O advento dos totalitarismos de direita e de esquerda provoca a emergência de uma burguesia consciente de sua finitude; a economia social de mercado, como o New Deal, aceita o desafio de uma possível extinção das liberdades fundamentais nas mãos de Hitler e Stalin. Os comentários de Michel Foucault – abatido pelo analfabetismo do antiliberalismo da esquerda francesa – merecem uma releitura. A “governança” liberal à moda européia implica, diz, que “a regulação dos preços pelo mercado seja, por si mesma, tão frágil que deve ser apoiada, acondicionada, ordenada mediante uma política interna e vigilante de intervenção social” ("Nascimento da Biopolítica").
Quarta metamorfose, já nos nossos dias: após o burguês providencial, após o burguês agoniado e consciente de sua finitude, chega o burguês executivo, para quem dizer é fazer. O Muro de Berlim caiu, viva o mundo reconciliado! O ethos executivo “melhora”, desde então, sem medos nem reprovações, e apela ao credo pós-moderno, que proclama a morte de Deus e prega com mais insistência a dos diabos.

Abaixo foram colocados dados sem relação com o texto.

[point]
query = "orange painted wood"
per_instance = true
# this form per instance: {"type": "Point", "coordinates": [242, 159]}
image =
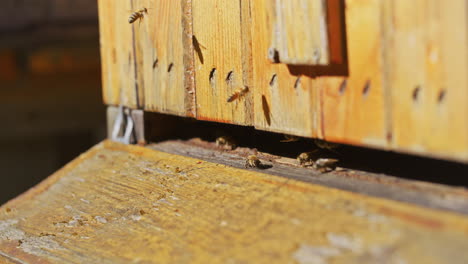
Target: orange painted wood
{"type": "Point", "coordinates": [352, 109]}
{"type": "Point", "coordinates": [160, 56]}
{"type": "Point", "coordinates": [428, 77]}
{"type": "Point", "coordinates": [218, 62]}
{"type": "Point", "coordinates": [283, 96]}
{"type": "Point", "coordinates": [117, 54]}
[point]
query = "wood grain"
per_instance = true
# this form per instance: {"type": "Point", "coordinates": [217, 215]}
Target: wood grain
{"type": "Point", "coordinates": [353, 108]}
{"type": "Point", "coordinates": [218, 62]}
{"type": "Point", "coordinates": [124, 204]}
{"type": "Point", "coordinates": [301, 35]}
{"type": "Point", "coordinates": [159, 54]}
{"type": "Point", "coordinates": [428, 77]}
{"type": "Point", "coordinates": [117, 54]}
{"type": "Point", "coordinates": [283, 101]}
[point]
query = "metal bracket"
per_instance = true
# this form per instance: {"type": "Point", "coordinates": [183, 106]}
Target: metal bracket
{"type": "Point", "coordinates": [125, 125]}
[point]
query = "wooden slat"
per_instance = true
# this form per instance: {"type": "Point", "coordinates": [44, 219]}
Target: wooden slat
{"type": "Point", "coordinates": [283, 100]}
{"type": "Point", "coordinates": [159, 55]}
{"type": "Point", "coordinates": [218, 61]}
{"type": "Point", "coordinates": [128, 204]}
{"type": "Point", "coordinates": [428, 79]}
{"type": "Point", "coordinates": [301, 35]}
{"type": "Point", "coordinates": [353, 109]}
{"type": "Point", "coordinates": [117, 54]}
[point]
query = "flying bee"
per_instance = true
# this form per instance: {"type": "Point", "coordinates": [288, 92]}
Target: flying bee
{"type": "Point", "coordinates": [325, 165]}
{"type": "Point", "coordinates": [253, 162]}
{"type": "Point", "coordinates": [138, 15]}
{"type": "Point", "coordinates": [306, 159]}
{"type": "Point", "coordinates": [226, 142]}
{"type": "Point", "coordinates": [239, 93]}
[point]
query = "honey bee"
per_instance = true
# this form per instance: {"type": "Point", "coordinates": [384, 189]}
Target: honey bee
{"type": "Point", "coordinates": [325, 145]}
{"type": "Point", "coordinates": [239, 93]}
{"type": "Point", "coordinates": [305, 159]}
{"type": "Point", "coordinates": [138, 15]}
{"type": "Point", "coordinates": [253, 162]}
{"type": "Point", "coordinates": [289, 138]}
{"type": "Point", "coordinates": [325, 165]}
{"type": "Point", "coordinates": [226, 142]}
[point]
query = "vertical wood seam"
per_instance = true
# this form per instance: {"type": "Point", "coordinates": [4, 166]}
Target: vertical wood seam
{"type": "Point", "coordinates": [188, 58]}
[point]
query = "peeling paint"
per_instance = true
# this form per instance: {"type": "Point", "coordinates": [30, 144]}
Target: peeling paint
{"type": "Point", "coordinates": [307, 254]}
{"type": "Point", "coordinates": [35, 245]}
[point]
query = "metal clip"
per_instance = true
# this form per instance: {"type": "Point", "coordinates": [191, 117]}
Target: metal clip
{"type": "Point", "coordinates": [126, 125]}
{"type": "Point", "coordinates": [123, 120]}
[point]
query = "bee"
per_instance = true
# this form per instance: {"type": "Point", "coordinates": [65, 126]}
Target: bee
{"type": "Point", "coordinates": [289, 138]}
{"type": "Point", "coordinates": [305, 159]}
{"type": "Point", "coordinates": [138, 15]}
{"type": "Point", "coordinates": [325, 145]}
{"type": "Point", "coordinates": [239, 93]}
{"type": "Point", "coordinates": [325, 165]}
{"type": "Point", "coordinates": [226, 142]}
{"type": "Point", "coordinates": [253, 162]}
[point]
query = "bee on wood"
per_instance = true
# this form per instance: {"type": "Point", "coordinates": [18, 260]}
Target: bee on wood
{"type": "Point", "coordinates": [239, 93]}
{"type": "Point", "coordinates": [325, 145]}
{"type": "Point", "coordinates": [325, 165]}
{"type": "Point", "coordinates": [289, 138]}
{"type": "Point", "coordinates": [226, 142]}
{"type": "Point", "coordinates": [252, 162]}
{"type": "Point", "coordinates": [138, 15]}
{"type": "Point", "coordinates": [305, 159]}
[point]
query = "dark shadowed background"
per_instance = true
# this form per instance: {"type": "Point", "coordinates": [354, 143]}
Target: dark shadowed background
{"type": "Point", "coordinates": [51, 107]}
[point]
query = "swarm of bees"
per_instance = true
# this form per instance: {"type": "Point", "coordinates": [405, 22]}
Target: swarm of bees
{"type": "Point", "coordinates": [226, 142]}
{"type": "Point", "coordinates": [238, 94]}
{"type": "Point", "coordinates": [252, 162]}
{"type": "Point", "coordinates": [138, 15]}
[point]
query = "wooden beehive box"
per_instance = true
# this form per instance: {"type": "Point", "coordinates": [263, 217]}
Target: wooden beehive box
{"type": "Point", "coordinates": [391, 75]}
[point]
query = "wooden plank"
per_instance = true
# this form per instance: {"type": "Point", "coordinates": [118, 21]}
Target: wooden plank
{"type": "Point", "coordinates": [353, 108]}
{"type": "Point", "coordinates": [117, 54]}
{"type": "Point", "coordinates": [159, 56]}
{"type": "Point", "coordinates": [428, 77]}
{"type": "Point", "coordinates": [284, 100]}
{"type": "Point", "coordinates": [121, 204]}
{"type": "Point", "coordinates": [301, 35]}
{"type": "Point", "coordinates": [189, 61]}
{"type": "Point", "coordinates": [218, 62]}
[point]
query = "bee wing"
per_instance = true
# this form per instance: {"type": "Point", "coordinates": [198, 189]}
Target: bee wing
{"type": "Point", "coordinates": [326, 162]}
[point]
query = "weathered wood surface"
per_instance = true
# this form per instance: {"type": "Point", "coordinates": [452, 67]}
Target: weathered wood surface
{"type": "Point", "coordinates": [159, 54]}
{"type": "Point", "coordinates": [219, 62]}
{"type": "Point", "coordinates": [301, 35]}
{"type": "Point", "coordinates": [428, 76]}
{"type": "Point", "coordinates": [121, 204]}
{"type": "Point", "coordinates": [283, 102]}
{"type": "Point", "coordinates": [393, 81]}
{"type": "Point", "coordinates": [119, 76]}
{"type": "Point", "coordinates": [353, 109]}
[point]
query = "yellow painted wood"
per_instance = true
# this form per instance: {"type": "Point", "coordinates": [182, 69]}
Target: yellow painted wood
{"type": "Point", "coordinates": [301, 35]}
{"type": "Point", "coordinates": [353, 109]}
{"type": "Point", "coordinates": [117, 54]}
{"type": "Point", "coordinates": [129, 204]}
{"type": "Point", "coordinates": [283, 100]}
{"type": "Point", "coordinates": [218, 62]}
{"type": "Point", "coordinates": [159, 54]}
{"type": "Point", "coordinates": [396, 80]}
{"type": "Point", "coordinates": [428, 69]}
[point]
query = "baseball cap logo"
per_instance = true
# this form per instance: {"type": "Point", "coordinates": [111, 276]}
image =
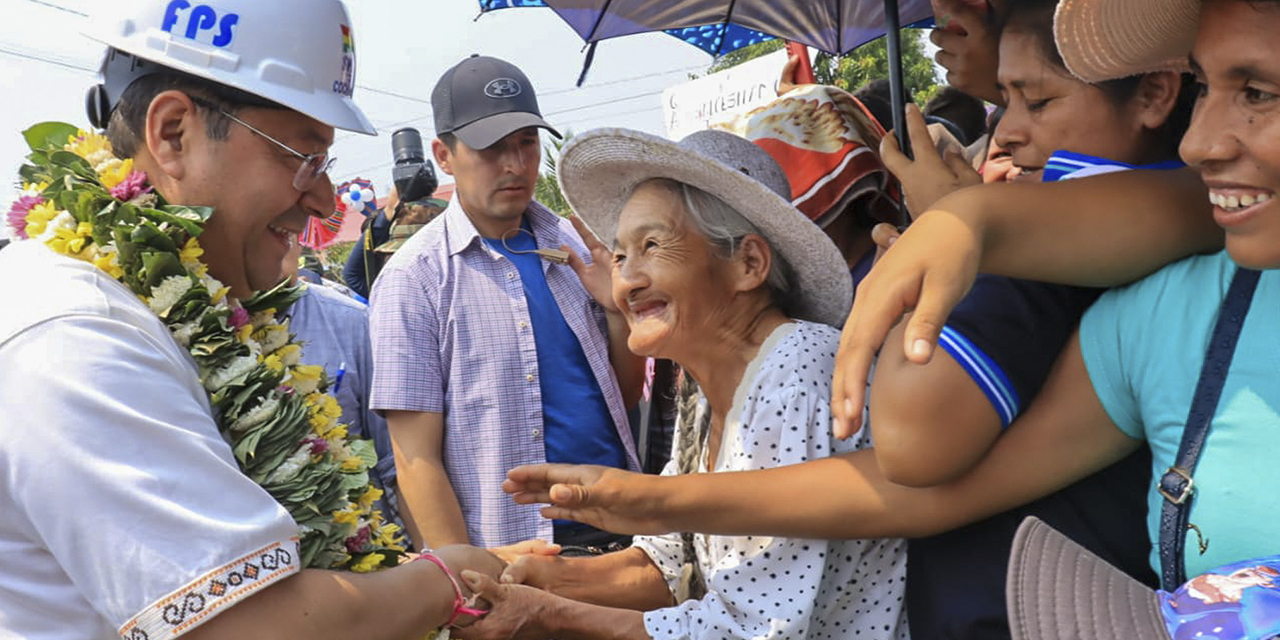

Desde sempre, a economia mercantil relativiza os bens, assinalando seu intercambiamento, e o Bem, tolerando sua multiplicidade. Em troca, só o nosso tempo proclama que pode reduzir o risco a zero repartindo-o e mutualizando-o. É o reino risonho do “pensamento positivo”, cujos estragos Barbara Ehrenreich, a articulista do New York Times, denuncia: “Todo mundo sabe que não se pode conseguir um emprego com um salário de mais de 15 dólares por hora se não se é positivo, nem chegar a diretor gerente alertando sobre possíveis catástrofes”.
Uma euforia semelhante produz bolhas econômicas e também políticas. Tanto a esquerda como a direita, tanto na Europa como no outro lado do Atlântico, se especula sobre a inelutável adesão do planeta à democracia, se aposta pela paz e a harmonia prometidas por uma nova ordem mundial multipolar. Em 2008, os tanques do nosso amigo Putin se lançaram contra Tbilisi. Nicolas Sarkozy teve que disputar uma trégua in extremis. E, dois meses mais tarde, os Estados tentam tampar a hemorragia financeira também in extremis. Antes de lamentarmos a crise de confiança, constatemos que todos estamos sofrendo as conseqüências de um excesso de confiança. A ausência de Cassandra mata.
De nada serve atribuir aos bancos norte-americanos o abuso de confiança estendido aos mercados. Os políticos e a opinião pública demonstraram a mesma sensibilidade às sirenes pós-modernas que os financistas. Nem se deve abandonar ao catastrofismo dadaísta dos anos 20 do século passado, perdendo a cabeça em um buraco da camada de ozônio ou batendo-a contra o horizonte confusamente radiante de outra sociedade. Com efeito, a história é trágica, como já adiantaram Esquilo e Sófocles. Com efeito, também é estúpida, como ironizaram Aristófanes e Eurípides. Há algo podre nos estados maiores dos bancos, o mesmo que no “reino da Dinamarca”. Uma jogada de dados, ou de Deus, ou das altas finanças matematizadas jamais abolirá o azar, nem a corrupção, nem a adversidade.
Uma última citação, desta vez de Platão, que deveria ser inscrita no frontispício dos futuros G-20: “A única boa moeda contra a qual todas as outras devem mudar é a phrónesis, uma inteligência alerta”.